Scent of an Apple

Last Apple Crisp

Last Apple Crisp

LAKE MACBRIDE— New Year’s Day was for rest and household chores. The bed sheets were laundered, along with work clothes. As the washer and dryer ran, I rearranged the ice box and cooked chili and apple crisp—two dishes that have long been part of our cuisine.

People who complain about Red Delicious apples have likely never tasted one directly from a tree. At the end of the season a bowl remained to make one last apple crisp.

As I cut and peeled, the apples were ambrosial. They yielded sweet, almost divine fragrance with each cut. Not the crisp freshness of new apples, but the mature, aromatic drift of delicious.

There were bad spots, but plenty of good slices for the bowl—just enough.

The issue with local food is a lack of citrus fruit in Iowa, impossible to live without. It may be possible to re-create a greenhouse environment—carefully modulating soil, moisture, temperature and light—to grow citrus in Iowa. Why would we want to?

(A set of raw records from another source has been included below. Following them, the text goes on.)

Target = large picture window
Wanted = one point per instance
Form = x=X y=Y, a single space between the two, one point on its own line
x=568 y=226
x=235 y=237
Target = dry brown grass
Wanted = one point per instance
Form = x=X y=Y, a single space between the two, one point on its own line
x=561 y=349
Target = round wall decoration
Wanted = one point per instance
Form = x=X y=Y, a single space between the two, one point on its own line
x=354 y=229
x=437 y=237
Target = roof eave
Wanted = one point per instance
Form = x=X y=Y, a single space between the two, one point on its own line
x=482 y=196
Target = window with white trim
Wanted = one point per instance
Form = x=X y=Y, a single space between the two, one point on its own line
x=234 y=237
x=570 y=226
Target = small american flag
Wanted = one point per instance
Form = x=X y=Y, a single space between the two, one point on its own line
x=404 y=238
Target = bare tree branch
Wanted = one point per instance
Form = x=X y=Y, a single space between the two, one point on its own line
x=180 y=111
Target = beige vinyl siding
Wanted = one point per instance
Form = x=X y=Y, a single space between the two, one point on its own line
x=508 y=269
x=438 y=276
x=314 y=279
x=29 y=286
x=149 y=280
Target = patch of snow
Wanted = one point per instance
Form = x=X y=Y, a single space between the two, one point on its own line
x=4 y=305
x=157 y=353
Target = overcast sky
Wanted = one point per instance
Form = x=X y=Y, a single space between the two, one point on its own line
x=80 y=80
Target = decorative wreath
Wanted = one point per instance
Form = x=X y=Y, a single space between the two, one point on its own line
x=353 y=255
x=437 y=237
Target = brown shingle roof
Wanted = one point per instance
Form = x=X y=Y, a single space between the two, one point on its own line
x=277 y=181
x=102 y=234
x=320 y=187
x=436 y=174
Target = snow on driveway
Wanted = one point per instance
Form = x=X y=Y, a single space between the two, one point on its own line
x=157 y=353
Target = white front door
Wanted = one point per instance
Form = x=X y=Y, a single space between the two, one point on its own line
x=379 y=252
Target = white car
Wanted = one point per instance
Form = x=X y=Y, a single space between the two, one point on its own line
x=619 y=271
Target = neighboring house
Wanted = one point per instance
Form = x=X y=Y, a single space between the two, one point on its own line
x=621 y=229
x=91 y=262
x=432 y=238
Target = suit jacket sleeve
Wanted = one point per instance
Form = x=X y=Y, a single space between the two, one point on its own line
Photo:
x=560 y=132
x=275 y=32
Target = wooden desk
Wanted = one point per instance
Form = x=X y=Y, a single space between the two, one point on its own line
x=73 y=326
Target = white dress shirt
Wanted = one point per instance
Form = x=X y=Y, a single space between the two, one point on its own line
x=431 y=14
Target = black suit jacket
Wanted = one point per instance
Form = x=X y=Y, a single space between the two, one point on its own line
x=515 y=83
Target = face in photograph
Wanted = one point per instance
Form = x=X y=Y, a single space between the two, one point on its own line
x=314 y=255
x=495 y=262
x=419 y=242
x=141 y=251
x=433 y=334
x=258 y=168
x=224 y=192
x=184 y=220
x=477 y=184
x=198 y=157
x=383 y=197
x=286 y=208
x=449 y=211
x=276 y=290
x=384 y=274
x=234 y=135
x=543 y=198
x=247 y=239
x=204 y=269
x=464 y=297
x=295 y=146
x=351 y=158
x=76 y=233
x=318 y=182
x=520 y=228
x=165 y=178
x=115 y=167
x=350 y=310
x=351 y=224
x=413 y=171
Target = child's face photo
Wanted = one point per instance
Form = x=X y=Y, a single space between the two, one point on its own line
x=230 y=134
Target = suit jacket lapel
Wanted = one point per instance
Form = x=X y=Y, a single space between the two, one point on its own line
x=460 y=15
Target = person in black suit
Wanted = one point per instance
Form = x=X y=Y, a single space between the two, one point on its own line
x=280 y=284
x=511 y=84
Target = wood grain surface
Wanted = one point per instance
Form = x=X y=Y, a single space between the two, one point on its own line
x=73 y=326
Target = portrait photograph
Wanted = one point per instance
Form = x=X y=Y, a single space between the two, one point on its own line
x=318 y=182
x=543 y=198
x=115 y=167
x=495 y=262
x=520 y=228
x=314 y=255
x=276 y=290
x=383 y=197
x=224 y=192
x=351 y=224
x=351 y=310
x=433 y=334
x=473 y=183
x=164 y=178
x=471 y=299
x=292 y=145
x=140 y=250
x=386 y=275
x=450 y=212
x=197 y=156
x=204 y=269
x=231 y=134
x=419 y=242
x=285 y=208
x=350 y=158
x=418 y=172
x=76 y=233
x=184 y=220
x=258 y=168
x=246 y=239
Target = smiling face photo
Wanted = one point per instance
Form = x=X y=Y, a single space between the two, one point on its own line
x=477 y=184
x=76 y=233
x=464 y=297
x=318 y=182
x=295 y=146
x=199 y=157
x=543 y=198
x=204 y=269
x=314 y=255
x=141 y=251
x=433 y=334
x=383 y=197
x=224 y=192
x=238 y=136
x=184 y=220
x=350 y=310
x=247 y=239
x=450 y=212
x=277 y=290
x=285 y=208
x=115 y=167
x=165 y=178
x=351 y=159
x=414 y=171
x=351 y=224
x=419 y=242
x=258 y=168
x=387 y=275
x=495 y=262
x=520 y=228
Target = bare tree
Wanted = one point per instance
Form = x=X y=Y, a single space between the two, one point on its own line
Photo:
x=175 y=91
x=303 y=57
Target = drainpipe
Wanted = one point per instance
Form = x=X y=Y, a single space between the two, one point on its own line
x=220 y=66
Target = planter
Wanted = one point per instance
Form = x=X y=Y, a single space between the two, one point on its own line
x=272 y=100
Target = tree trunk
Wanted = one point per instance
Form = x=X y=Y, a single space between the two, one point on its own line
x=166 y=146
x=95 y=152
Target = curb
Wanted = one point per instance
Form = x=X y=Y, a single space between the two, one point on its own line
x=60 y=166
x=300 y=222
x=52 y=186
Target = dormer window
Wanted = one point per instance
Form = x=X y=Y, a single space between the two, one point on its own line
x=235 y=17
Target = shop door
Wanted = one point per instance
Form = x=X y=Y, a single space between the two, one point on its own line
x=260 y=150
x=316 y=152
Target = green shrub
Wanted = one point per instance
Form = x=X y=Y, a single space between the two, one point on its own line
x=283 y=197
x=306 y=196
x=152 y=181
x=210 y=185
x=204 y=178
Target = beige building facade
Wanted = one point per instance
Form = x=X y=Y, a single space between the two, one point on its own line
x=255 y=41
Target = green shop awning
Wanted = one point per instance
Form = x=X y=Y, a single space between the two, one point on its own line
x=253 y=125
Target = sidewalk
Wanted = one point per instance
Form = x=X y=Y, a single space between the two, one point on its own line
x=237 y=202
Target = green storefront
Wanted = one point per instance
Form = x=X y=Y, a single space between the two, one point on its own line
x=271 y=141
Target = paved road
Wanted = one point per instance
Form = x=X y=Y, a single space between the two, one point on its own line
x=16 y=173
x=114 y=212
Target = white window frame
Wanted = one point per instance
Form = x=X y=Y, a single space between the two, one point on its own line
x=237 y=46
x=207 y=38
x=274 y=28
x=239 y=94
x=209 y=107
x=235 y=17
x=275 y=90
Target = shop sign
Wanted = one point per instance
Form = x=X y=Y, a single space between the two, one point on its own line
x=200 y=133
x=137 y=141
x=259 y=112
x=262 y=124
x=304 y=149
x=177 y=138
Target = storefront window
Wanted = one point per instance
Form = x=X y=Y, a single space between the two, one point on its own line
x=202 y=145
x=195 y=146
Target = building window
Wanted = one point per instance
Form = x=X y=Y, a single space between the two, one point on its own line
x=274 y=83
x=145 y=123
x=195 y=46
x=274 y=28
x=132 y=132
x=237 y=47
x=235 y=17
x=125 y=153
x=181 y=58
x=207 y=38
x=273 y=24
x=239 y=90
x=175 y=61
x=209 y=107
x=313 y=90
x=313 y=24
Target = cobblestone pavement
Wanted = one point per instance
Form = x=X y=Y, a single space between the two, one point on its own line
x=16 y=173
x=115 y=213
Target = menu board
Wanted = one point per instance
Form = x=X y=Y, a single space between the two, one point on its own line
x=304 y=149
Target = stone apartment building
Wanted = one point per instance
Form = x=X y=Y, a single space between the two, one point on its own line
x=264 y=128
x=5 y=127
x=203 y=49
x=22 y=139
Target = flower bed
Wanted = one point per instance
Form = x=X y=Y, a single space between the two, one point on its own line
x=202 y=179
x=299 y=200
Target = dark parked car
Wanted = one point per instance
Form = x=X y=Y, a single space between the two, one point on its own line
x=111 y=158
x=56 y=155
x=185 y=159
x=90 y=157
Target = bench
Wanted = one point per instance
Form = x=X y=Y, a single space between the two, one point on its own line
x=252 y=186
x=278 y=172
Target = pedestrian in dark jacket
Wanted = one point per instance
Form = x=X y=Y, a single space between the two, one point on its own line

In winter I use imported lemon juice: Italian Volcano organic lemon juice, and there are few better things in the kitchen. A couple of tablespoons in the apple crisp and the flavor turns from tasty to insanely pleasurable. Combined with the apple aromatics, it makes a dessert fit for kings and queens. Since there are no American royalty, we’ll have to eat it ourselves.

Over many years I have tinkered with the chili recipe and have it about right. At one point I read every chili recipe I could find, especially those produced in the neighborhoods where I grew up, including my mother and grandmother’s recipes. We are solid on this dish.

That said, even if there is a recipe, the cooking of each instance of it is always a little different. The ingredients are simple: onions, kidney beans, Morningstar Farms® Recipe Crumbles, tomatoes, tomato paste, cumin, chili powder and salt are the main ones. There are a couple of key elements to preparation.

Don’t use oil for this vegetarian chili. Instead, drain the tomatoes and use the liquid to cook the onions until translucent. When they are finished, add tomato paste until the liquid is the desired thickness. Pile in the rest of the ingredients and cover with tomato juice. When there is time to simmer the chili for 6-8 hours, use it. Don’t be afraid to add lots of beans.

While these aren’t really recipes, the dishes are common enough for cooks to find and modify their own. To learn how they taste, you’ll have to visit, unless you are royalty. In which case, nuts! Have your staff make your own.